Les Capsules : Pam Risourié, la bedroomgaze qui va vous faire planer
Fondateur et ex-rédacteur en chef d'Arty Magazine, le grand manitou…
Depuis leurs débuts, Pam Risourié a souvent été comparé à la rencontre entre Sonic Youth et Beach House… Et on aurait tort de se priver d’un name-dropping aussi alléchant. Passé l’effet de manche, ce sont leurs pédales d’effets et leurs harmonies de guitares qui forgent leur identité si singulière. Un sous-genre a même été inventé pour qualifier leur musique : le « bedroomgaze », contraction de bedroompop et de shoegaze.
Marin : Hello Pam Risourié. Ton premier article sur le blog Fort & Viril caractérisait ton son de « Bedroomgaze ». Tu peux nous expliquer à quoi fait référence cette définition ?
Pam Risourié : Un sous-genre un peu hybride entre l’aspect lo-fi de la bedroom pop, le côté éthéré de la dreampop, les nuages du shoegaze et des facettes plus sombres du blackgaze. Ça fait beaucoup de termes et de sous-genres ! Mais du coup celui-là, le « bedroomgaze », correspondait plutôt bien à mon premier EP. Ça véhicule l’idée de quelque chose de sincère, do-it-yourself, fait avec peu de moyens, dans une chambre, tout seul ou entre amis.
M. « Pam Risourié », c’est toi, Pam. Pam Risourié, c’est aussi cinq têtes, trois guitares, une basse et une batterie. Tu me présentes les membres du groupe ?

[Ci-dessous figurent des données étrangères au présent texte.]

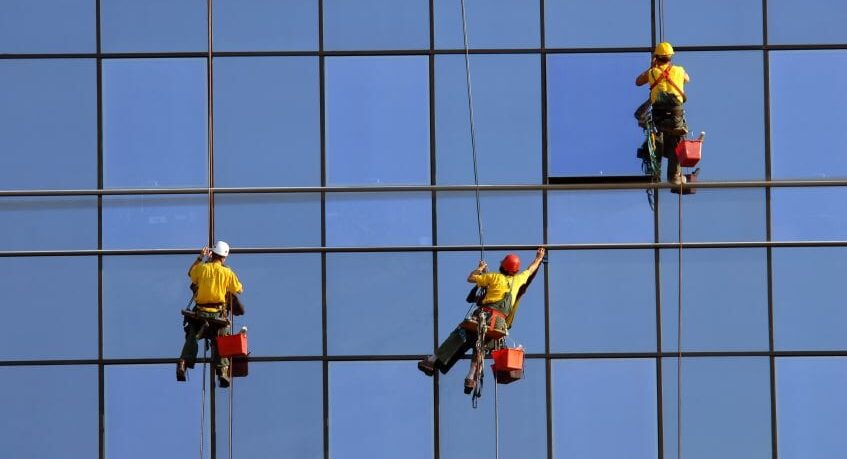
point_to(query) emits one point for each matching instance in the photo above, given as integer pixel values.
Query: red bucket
(688, 152)
(507, 359)
(232, 345)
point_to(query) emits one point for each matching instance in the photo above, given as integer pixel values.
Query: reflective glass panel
(47, 26)
(507, 119)
(508, 218)
(48, 223)
(713, 215)
(598, 400)
(811, 400)
(374, 385)
(378, 219)
(521, 408)
(282, 299)
(52, 307)
(154, 123)
(153, 25)
(269, 220)
(725, 398)
(377, 120)
(267, 121)
(724, 299)
(155, 221)
(808, 304)
(453, 288)
(735, 137)
(266, 25)
(142, 425)
(276, 411)
(795, 111)
(142, 296)
(809, 214)
(490, 24)
(45, 416)
(599, 216)
(570, 24)
(587, 316)
(58, 97)
(811, 21)
(730, 22)
(601, 87)
(376, 24)
(369, 296)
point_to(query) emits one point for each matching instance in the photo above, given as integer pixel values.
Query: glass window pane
(269, 422)
(47, 26)
(376, 24)
(378, 219)
(154, 123)
(453, 288)
(507, 119)
(794, 113)
(377, 120)
(601, 85)
(810, 404)
(130, 409)
(39, 288)
(266, 25)
(808, 303)
(712, 25)
(269, 317)
(724, 299)
(142, 297)
(50, 411)
(508, 218)
(522, 416)
(267, 133)
(155, 222)
(725, 398)
(58, 97)
(153, 25)
(48, 223)
(599, 216)
(490, 24)
(735, 138)
(597, 400)
(376, 385)
(370, 295)
(809, 214)
(570, 24)
(811, 21)
(265, 220)
(713, 215)
(587, 316)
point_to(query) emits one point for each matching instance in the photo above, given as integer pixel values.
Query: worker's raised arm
(539, 257)
(474, 275)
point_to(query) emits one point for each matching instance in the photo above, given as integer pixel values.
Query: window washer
(667, 96)
(503, 293)
(213, 282)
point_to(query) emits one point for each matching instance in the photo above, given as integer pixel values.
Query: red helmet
(511, 264)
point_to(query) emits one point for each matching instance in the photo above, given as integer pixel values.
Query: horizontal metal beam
(581, 186)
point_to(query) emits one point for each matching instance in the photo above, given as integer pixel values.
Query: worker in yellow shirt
(667, 96)
(503, 293)
(213, 281)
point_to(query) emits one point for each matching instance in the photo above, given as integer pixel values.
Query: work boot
(180, 370)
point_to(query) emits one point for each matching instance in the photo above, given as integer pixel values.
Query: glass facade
(329, 142)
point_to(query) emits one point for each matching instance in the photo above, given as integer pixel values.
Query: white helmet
(221, 248)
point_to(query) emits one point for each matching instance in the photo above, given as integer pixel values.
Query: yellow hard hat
(663, 49)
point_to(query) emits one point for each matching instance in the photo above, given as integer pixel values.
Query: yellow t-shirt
(496, 285)
(213, 281)
(677, 75)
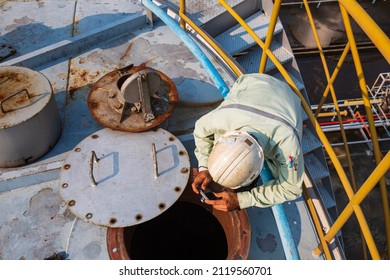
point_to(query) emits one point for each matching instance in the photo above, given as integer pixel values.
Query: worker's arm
(287, 167)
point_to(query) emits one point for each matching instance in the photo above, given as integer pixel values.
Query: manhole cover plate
(119, 179)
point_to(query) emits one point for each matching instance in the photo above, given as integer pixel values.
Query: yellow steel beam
(270, 34)
(324, 247)
(182, 10)
(331, 114)
(369, 26)
(365, 189)
(333, 78)
(367, 105)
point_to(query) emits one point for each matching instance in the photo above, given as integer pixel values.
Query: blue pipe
(289, 247)
(286, 236)
(191, 45)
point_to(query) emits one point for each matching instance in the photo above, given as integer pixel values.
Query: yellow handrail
(369, 26)
(270, 33)
(368, 185)
(382, 43)
(367, 105)
(334, 99)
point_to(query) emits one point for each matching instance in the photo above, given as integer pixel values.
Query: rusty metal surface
(117, 179)
(21, 107)
(101, 102)
(235, 224)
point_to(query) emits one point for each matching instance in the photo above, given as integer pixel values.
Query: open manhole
(185, 231)
(188, 230)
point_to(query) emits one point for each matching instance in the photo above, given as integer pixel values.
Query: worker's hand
(202, 179)
(227, 201)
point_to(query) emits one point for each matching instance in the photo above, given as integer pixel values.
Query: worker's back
(268, 94)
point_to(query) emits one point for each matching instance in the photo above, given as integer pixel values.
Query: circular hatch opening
(188, 230)
(185, 231)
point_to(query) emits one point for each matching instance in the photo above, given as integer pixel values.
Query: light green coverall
(271, 112)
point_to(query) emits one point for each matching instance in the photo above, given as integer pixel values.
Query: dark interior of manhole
(185, 231)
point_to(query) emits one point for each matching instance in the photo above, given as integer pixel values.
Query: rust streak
(128, 49)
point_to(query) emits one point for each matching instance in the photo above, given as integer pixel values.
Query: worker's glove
(202, 179)
(226, 201)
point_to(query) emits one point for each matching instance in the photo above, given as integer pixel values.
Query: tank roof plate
(117, 179)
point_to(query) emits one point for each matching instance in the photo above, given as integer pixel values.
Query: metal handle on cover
(10, 96)
(93, 159)
(154, 160)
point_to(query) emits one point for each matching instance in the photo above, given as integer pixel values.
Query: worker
(260, 120)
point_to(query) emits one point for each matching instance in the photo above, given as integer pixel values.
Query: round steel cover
(105, 106)
(23, 94)
(119, 179)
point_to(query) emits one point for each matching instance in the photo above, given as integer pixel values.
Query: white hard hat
(235, 160)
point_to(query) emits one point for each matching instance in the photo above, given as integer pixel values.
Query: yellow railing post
(334, 99)
(182, 10)
(332, 79)
(270, 33)
(368, 185)
(367, 105)
(369, 26)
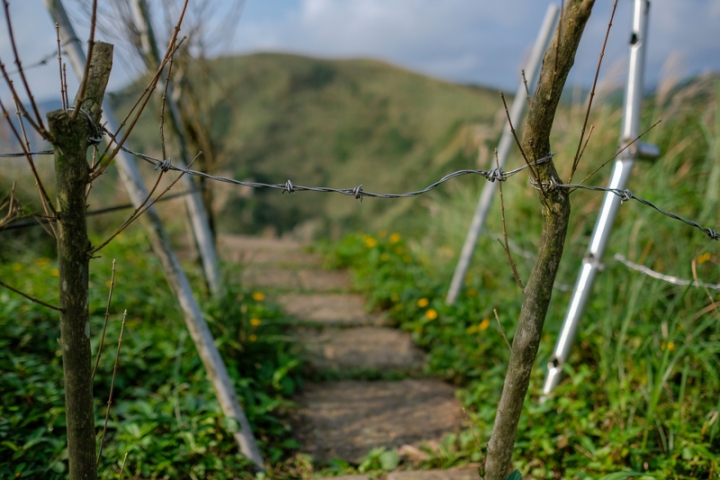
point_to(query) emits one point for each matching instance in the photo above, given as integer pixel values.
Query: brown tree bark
(555, 207)
(71, 137)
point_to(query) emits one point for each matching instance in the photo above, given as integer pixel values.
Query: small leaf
(516, 475)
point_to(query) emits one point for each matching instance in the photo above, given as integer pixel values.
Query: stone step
(453, 474)
(329, 309)
(303, 279)
(347, 419)
(361, 349)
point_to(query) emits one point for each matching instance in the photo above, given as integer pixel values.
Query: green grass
(164, 415)
(642, 390)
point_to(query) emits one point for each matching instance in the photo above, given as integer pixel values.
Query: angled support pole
(194, 203)
(611, 203)
(204, 343)
(506, 141)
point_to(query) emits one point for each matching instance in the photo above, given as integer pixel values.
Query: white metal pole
(193, 201)
(611, 203)
(516, 112)
(199, 331)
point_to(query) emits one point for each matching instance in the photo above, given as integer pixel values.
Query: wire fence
(357, 192)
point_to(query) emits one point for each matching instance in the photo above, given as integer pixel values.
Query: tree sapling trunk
(555, 206)
(71, 136)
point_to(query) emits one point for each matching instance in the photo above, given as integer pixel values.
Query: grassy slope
(336, 123)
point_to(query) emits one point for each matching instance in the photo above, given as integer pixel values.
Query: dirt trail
(345, 414)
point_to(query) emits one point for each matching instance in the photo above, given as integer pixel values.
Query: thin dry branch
(43, 193)
(91, 44)
(527, 89)
(519, 144)
(32, 299)
(142, 208)
(502, 330)
(505, 245)
(107, 316)
(580, 148)
(618, 152)
(62, 85)
(112, 387)
(173, 46)
(46, 203)
(40, 127)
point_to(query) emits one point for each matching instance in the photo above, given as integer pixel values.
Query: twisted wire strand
(491, 175)
(626, 195)
(357, 192)
(661, 276)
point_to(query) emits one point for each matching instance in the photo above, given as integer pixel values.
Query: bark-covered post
(555, 207)
(71, 138)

P. Oui c’est moi, c’est vous, c’est nous (rires). Plus sérieusement, on vient tous de différents projets sur Paris, on avait déjà partagé la scène avant dans d’autres formations. Il y a Gauthier qui a joué dans Magon et Butterscotch Hawaiian, avec qui j’ai joué un temps dans Terry & the Bums. Les jumeaux, Antonin et Vincent, de Gliese And Kepler, un groupe assez proche de notre style, qui fait aussi partie de Lofish Records [NDLR : Label Montreuillois de rock]. Vincent alterne la basse et la batterie avec Max, qui a joué dans plusieurs formations à Bordeaux, notamment John Sushi & the Bastards, un des meilleurs noms de groupes ever.
M. Pour annoncer ton EP Rituals sorti le 04 octobre 2019, tu t’es fendu d’un post sur Facebook : « Un premier EP enregistré dans la chambre de Hugo Van Mol par son susdit propriétaire au printemps 2018. » Tu me racontes ?
P. Je voulais enregistrer Rituals avant de partir faire le tour de l’Asie du Sud en moto avec un ami. Je n’avais pas forcément prévu de retour, en tout cas pas forcément dans l’année. J’ai enregistré ça juste avant chez un copain, Hugo, avec qui j’avais joué dans Niko Yoko, du temps où c’était un groupe de rock. C’était une période pas évidente entre les cartons de déménagement et les peines de cœur. Puis, sur les routes de l’Inde, je me suis rendu compte qu’il y avait encore beaucoup trop de choses qui se passaient dans ma tête, j’avais encore plein de morceaux à enregistrer et aussi que je n’aurais pas du tout l’argent pour faire le tour de l’Asie. Du coup je suis rentré au bout de 6 mois, j’ai monté le premier clip Another Sun avec les images de là-bas et j’ai lancé le projet.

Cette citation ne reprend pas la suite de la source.